When the Syrian regime opened fire on demonstrators at the start of the revolution, the intention was to kill the revolution and bury any peaceful movement. When the regime failed to incite violence amongst the revolutionaries, they released the Jihadists and soldiers in the country in order to transform the revolution into a war. The regime hoped that the war would ensure the death of the peaceful movement in favor of militarizing the revolution. This hope partially succeeded, and civil mobility diminished as the militarization of the movement forced a majority of the activists to switch from nonviolent disobedience to relief work.

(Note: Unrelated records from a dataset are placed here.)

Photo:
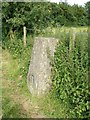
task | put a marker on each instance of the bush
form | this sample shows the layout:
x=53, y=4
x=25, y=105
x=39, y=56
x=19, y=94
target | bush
x=70, y=75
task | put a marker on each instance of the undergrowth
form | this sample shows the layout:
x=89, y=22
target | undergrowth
x=69, y=96
x=70, y=75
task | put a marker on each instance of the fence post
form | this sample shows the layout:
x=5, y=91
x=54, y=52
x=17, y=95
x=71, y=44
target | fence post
x=24, y=30
x=72, y=39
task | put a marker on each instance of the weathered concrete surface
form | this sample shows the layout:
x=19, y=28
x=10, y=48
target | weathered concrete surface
x=38, y=79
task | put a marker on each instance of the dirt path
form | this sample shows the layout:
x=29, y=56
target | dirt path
x=26, y=104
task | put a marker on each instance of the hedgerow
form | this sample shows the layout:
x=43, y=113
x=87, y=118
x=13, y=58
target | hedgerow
x=70, y=75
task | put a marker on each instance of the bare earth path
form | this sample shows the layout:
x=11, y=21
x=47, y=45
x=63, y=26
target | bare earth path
x=11, y=89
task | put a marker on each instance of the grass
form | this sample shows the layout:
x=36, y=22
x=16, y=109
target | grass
x=15, y=92
x=16, y=99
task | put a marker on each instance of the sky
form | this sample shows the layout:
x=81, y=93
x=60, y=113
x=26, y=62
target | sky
x=79, y=2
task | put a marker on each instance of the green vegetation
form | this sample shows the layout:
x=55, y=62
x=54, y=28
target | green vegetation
x=70, y=74
x=69, y=96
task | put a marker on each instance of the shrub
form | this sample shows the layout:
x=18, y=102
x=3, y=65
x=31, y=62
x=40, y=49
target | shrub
x=70, y=75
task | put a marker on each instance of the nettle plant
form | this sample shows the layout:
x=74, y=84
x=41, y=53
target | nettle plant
x=70, y=74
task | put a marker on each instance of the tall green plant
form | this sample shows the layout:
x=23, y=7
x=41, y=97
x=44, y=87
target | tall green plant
x=70, y=75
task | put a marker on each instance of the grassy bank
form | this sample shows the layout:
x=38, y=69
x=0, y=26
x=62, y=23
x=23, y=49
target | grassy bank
x=17, y=101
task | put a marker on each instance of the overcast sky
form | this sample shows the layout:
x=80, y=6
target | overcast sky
x=79, y=2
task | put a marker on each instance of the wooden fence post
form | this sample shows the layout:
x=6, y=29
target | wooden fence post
x=72, y=39
x=24, y=30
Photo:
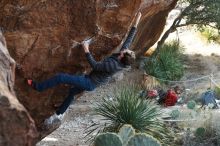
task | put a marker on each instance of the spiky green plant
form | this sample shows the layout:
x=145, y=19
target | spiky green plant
x=167, y=64
x=175, y=114
x=126, y=108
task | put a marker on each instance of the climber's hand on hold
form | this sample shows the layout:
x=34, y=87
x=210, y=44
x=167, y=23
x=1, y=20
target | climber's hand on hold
x=138, y=19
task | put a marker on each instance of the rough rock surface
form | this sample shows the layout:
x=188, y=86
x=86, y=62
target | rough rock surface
x=16, y=126
x=43, y=37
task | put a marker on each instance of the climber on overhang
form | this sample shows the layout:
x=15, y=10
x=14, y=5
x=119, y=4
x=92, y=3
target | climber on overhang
x=100, y=74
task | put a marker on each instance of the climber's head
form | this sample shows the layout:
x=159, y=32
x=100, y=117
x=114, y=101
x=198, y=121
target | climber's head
x=127, y=57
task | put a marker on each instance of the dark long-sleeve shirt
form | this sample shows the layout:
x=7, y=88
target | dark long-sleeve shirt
x=103, y=70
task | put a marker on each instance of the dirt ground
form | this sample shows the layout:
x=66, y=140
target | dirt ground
x=201, y=59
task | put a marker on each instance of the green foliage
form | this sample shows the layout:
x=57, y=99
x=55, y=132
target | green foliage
x=108, y=139
x=191, y=104
x=217, y=92
x=143, y=140
x=126, y=132
x=194, y=12
x=168, y=64
x=130, y=138
x=202, y=13
x=175, y=114
x=125, y=107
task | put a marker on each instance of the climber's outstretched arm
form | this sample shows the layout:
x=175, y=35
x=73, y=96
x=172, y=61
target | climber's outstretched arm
x=131, y=34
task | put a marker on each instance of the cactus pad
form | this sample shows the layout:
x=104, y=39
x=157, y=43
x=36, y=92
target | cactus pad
x=108, y=139
x=143, y=140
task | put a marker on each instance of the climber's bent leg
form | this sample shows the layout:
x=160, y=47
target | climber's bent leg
x=78, y=81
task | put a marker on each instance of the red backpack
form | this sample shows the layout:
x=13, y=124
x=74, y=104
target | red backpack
x=171, y=98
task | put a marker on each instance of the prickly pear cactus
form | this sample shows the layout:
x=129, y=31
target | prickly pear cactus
x=125, y=133
x=143, y=140
x=191, y=104
x=108, y=139
x=175, y=114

Today, a consensus regarding a truce has been reached by the international community. The truce is supposed to provide relative safety in areas devastated by the war. This means that the stage is set for the return of civil and nonviolent activities in opposition-held areas across the country. At the start of the ceasefire, many protests came out in demonstrations reminiscent of the first days of the revolution. The decline in violence and militarization means that the peaceful activities will gradually escalate... Do the civil society organizations have what it takes to reorganize and reactivate the movement? This will be a test for the civil society institutions.
The civil society activists and their ability to mobilize, despite the death of their allies, will show that the killing and destruction perpetrated during the long months of the Syrian conflict has not prevented them from returning to the streets. Though earlier protests had called to end the killing, the regime now has some quasi-protection from international factions stationed in the country. Will the civil society institutions have what it takes to protest, calling for the protection of civilians, to not take up arms as they have caused pain? Here, today, there is a chance for it to succeed again, and not be exploited again.
Can these things be achieved, when people are starved and broken, controlled by factions carrying arms? Can Syrian civil society prove that it exists on the ground, and not just in offices abroad, in funded projects, in exile?
Since the Syrian-Egyptian union in 1958 (United Arab Republic) until 2011, there has not been a genuine civil society in Syria; there was a motionless, fragmented movement, which was made apparent at the beginning of the revolution, when civil society in Syria began to progress gradually, with organizations sprouting up. Unfortunately, the movement fell into decline due to the regime’s violence and the militarization of the revolution. Unfortunately, this means that civil society in Syria never connected with the popular movement in Syria. Before the militarization of the uprising, there had been no civil society but a number of popular movements. After the militarization, however, civil society institutions were the only things that remained active. And so, that brings us to our current point in time, in which the civil society organization and the popular movement are meeting in the middle.
Today, Syrian civil society is facing an exam: the movement was revitalized and reactivated during the truce. This has been a confirmation that the organizations that make up Syrian civil society are worthy of the classification and that they are not living in imaginary, constructed ‘palaces’ but that their presence is real, and they require assistance to begin the process of reconstruction.